Sinclair Broadcast Group could undergo a merger that would have major effects for millions of Americans

The headquarters of the Sinclair Broadcast Group is shown April 3, 2018 in Hunt Valley, Maryland.The headquarters of the Sinclair Broadcast Group is shown April 3, 2018 in Hunt Valley, Maryland.

Win McNamee/Getty Images

Fox News might be President Trump’s most prominent propaganda arm in the media, but a deal proposed by the Sinclair Broadcast Group could change that. The FCC is currently mulling a $3.9 billion merger of Sinclair and Tribune Media, a move that would give the former company over 200 local TV stations and, in effect, a nation-wide monopoly over local news broadcasts. The proposal has been fiercely criticized from both the left and the right, not only because of how it would discourage competition in local markets, but because of Sinclair’s history of wielding editorial control over the stations it owns, regularly forcing local markets to broadcast content sympathetic to the Trump administration.

Last week, Sinclair distributed to its stations a “must run” segment focusing on the family separation crisis at the border. Boris Epshteyn, a former Trump campaign adviser who currently serves as Sinclair’s political analyst, says in the clip: “Many members of the media and opponents of the president have seized on this issue to make it seem as if those who are tough on immigration are somehow monsters … Let’s be honest: While some of the concern is real, a lot of it is politically driven by the liberals in politics and the media.”

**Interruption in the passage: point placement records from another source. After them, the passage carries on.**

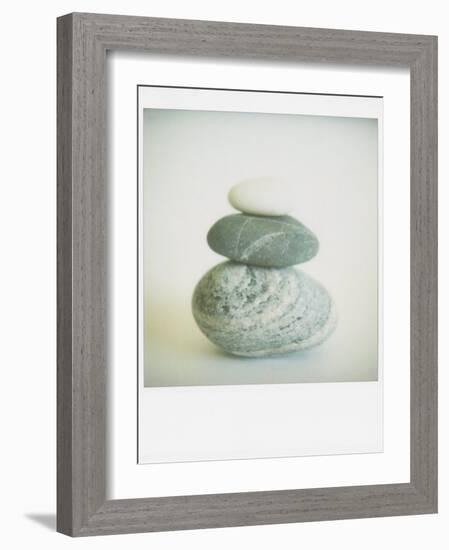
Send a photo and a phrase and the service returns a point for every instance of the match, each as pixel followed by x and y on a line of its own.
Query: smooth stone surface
pixel 255 312
pixel 279 241
pixel 261 196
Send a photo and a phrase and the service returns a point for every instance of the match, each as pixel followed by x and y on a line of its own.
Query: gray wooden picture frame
pixel 83 40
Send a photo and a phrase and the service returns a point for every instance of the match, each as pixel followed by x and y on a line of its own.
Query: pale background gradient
pixel 190 160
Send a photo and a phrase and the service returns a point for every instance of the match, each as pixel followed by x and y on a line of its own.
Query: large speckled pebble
pixel 279 241
pixel 256 312
pixel 261 196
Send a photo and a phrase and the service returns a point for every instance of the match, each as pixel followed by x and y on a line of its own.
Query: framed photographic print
pixel 246 274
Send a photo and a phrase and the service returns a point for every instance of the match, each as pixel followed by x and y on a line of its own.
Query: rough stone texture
pixel 276 241
pixel 254 312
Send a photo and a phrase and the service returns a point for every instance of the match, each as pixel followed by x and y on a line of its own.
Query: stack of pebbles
pixel 256 304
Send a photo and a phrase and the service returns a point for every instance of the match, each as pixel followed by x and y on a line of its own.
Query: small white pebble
pixel 263 196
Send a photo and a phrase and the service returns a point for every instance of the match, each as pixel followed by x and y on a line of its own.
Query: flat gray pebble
pixel 266 241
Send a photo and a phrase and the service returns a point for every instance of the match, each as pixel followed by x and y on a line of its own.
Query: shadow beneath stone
pixel 46 520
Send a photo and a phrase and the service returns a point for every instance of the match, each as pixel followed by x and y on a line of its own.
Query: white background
pixel 27 220
pixel 130 480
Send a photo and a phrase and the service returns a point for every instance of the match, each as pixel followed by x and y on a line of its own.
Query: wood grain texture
pixel 83 40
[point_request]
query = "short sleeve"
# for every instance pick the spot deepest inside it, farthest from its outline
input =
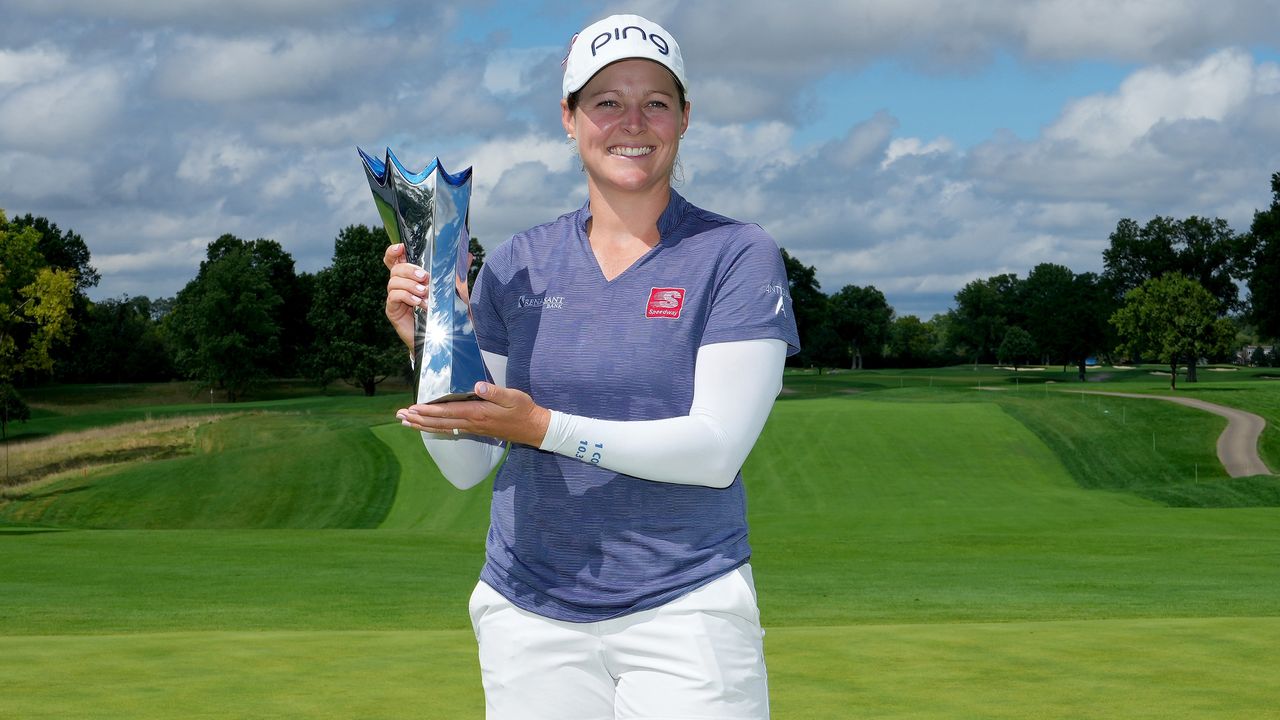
(487, 311)
(752, 297)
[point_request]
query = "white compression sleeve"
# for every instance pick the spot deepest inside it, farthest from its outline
(466, 460)
(735, 384)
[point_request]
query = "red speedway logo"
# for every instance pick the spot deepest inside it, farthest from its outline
(664, 302)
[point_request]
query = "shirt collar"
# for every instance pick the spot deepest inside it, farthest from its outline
(667, 222)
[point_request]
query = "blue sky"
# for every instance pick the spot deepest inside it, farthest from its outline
(914, 145)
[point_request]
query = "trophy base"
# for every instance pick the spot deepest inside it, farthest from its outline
(453, 397)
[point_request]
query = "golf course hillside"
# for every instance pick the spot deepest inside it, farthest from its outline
(931, 543)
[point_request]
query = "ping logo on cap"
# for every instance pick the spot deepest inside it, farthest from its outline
(624, 32)
(664, 302)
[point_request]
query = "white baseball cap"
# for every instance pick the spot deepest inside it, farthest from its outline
(620, 37)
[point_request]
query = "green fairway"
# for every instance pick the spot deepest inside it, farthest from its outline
(1138, 669)
(923, 548)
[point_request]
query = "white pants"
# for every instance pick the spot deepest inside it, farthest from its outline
(699, 656)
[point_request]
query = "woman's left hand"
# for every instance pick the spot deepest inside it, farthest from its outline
(502, 413)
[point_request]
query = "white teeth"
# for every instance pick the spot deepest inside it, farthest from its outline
(630, 151)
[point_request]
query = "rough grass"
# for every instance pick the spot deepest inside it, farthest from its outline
(260, 470)
(919, 552)
(36, 463)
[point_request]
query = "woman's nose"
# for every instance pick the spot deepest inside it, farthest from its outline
(632, 119)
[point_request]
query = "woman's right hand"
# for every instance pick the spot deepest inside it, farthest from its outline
(406, 290)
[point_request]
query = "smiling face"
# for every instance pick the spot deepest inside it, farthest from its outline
(627, 123)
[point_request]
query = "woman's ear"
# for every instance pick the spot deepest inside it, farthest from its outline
(567, 119)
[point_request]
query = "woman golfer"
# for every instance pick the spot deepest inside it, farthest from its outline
(636, 347)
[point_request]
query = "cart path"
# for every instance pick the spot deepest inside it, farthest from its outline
(1237, 446)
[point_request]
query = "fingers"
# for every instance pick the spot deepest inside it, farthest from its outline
(393, 255)
(407, 285)
(440, 419)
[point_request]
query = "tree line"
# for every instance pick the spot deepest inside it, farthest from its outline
(246, 317)
(1169, 292)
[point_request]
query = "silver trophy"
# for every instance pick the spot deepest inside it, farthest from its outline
(428, 212)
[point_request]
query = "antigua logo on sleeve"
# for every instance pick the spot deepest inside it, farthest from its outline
(664, 302)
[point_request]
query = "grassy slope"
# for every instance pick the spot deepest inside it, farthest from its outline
(306, 464)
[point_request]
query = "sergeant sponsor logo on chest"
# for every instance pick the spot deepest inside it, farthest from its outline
(540, 301)
(664, 302)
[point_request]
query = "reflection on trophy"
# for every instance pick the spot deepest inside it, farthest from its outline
(428, 212)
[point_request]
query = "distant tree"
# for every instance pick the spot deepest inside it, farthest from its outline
(1171, 318)
(813, 315)
(1261, 261)
(65, 250)
(1050, 309)
(123, 343)
(983, 310)
(62, 250)
(13, 409)
(1258, 358)
(224, 324)
(910, 342)
(293, 290)
(862, 318)
(35, 304)
(1016, 346)
(353, 340)
(1200, 249)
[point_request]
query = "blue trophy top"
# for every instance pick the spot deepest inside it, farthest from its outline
(378, 169)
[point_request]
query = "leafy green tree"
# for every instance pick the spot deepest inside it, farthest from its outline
(295, 291)
(123, 343)
(1261, 255)
(1089, 327)
(1016, 346)
(862, 318)
(62, 250)
(65, 250)
(353, 340)
(910, 342)
(983, 311)
(35, 304)
(1173, 318)
(1201, 249)
(813, 317)
(224, 324)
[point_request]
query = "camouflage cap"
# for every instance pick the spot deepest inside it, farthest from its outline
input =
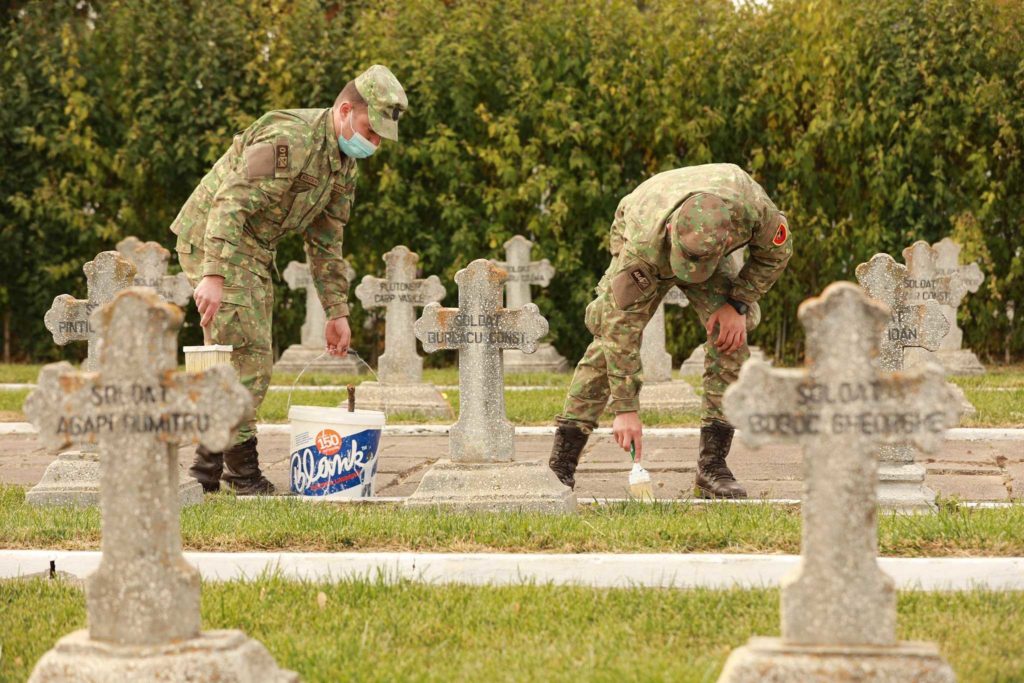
(699, 231)
(385, 97)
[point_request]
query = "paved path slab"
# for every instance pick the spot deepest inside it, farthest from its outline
(972, 469)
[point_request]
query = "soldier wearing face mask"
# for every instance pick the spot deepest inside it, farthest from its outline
(291, 171)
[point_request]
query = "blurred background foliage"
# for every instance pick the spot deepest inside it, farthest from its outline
(871, 124)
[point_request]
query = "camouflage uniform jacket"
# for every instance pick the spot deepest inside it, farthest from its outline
(283, 174)
(639, 240)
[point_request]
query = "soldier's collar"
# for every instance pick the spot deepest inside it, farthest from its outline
(332, 140)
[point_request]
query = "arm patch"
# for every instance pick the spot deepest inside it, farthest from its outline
(259, 161)
(631, 285)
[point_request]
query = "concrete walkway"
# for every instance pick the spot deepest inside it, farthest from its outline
(973, 464)
(595, 569)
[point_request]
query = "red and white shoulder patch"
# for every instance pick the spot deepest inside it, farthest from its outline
(781, 235)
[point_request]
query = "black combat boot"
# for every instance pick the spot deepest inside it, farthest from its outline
(569, 440)
(714, 476)
(242, 470)
(207, 468)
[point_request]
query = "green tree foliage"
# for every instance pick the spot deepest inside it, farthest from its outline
(870, 124)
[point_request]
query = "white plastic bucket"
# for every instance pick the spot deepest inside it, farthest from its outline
(334, 452)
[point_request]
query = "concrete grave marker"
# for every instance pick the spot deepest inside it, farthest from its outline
(73, 478)
(143, 601)
(480, 473)
(926, 281)
(693, 366)
(298, 356)
(400, 369)
(150, 259)
(955, 358)
(901, 480)
(839, 608)
(522, 273)
(659, 392)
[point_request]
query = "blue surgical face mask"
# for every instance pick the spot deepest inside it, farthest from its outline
(356, 146)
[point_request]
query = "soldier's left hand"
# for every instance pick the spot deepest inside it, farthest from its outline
(731, 329)
(338, 336)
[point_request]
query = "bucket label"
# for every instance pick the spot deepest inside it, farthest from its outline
(334, 463)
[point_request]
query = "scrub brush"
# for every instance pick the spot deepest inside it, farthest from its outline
(640, 487)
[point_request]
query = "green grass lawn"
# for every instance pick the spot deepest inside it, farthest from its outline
(224, 523)
(376, 631)
(1004, 408)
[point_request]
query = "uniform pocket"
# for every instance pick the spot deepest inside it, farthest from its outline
(235, 317)
(593, 316)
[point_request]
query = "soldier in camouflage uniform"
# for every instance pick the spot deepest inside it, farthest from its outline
(291, 171)
(676, 229)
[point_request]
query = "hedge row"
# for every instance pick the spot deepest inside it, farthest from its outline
(871, 124)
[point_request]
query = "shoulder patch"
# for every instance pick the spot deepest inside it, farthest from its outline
(631, 286)
(281, 156)
(781, 235)
(259, 161)
(641, 279)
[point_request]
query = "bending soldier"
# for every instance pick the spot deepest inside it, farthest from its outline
(291, 171)
(676, 229)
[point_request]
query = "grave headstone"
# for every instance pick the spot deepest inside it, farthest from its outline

“Bottom Line With Boris” is a recurring segment that appears regularly on stations owned by Sinclair, which has aggressively championed conservative issues under the guise of journalism since the Bush administration. After 9/11,  the company called on newscasters to speak glowingly of the “War on Terror.” At one point, it told its ABC affiliates to refrain from running an episode of Nightline that was perceived to be critical of President Bush.

Mainstream media grew wise to Sinclair’s strategy in April after Deadspin published a disturbing video that spliced together footage of dozens of Sinclair anchors reading from the same pro-Trump script.

The president quickly sprang to Sinclair’s defense:

If Sinclair were to merge with Tribune, its coverage would reach an estimated 72 percent of American households, many of them concentrated in battleground states. Though a host of regulatory restrictions and legal precedents would have stymied Sinclair from expanding its reach, FCC Chairman Ajit Pai – yes, the guy with the novelty coffee mug who axed net neutrality – has gone to such incredible lengths to hatchet away any regulatory brush in the way of the merger that the FCC’s inspector general launched an investigation to determine whether Pai has been operating on behalf of Sinclair. The FCC denies it has acted in the service of any specific company, but the New York Times reported last August that Pai has met with Sinclair on multiple occasions. Not long after one such meeting, Pai reinstated an archaic loophole increasing the number of stations Sinclair could own. A few weeks after that, the company announced its plan to buy Tribune.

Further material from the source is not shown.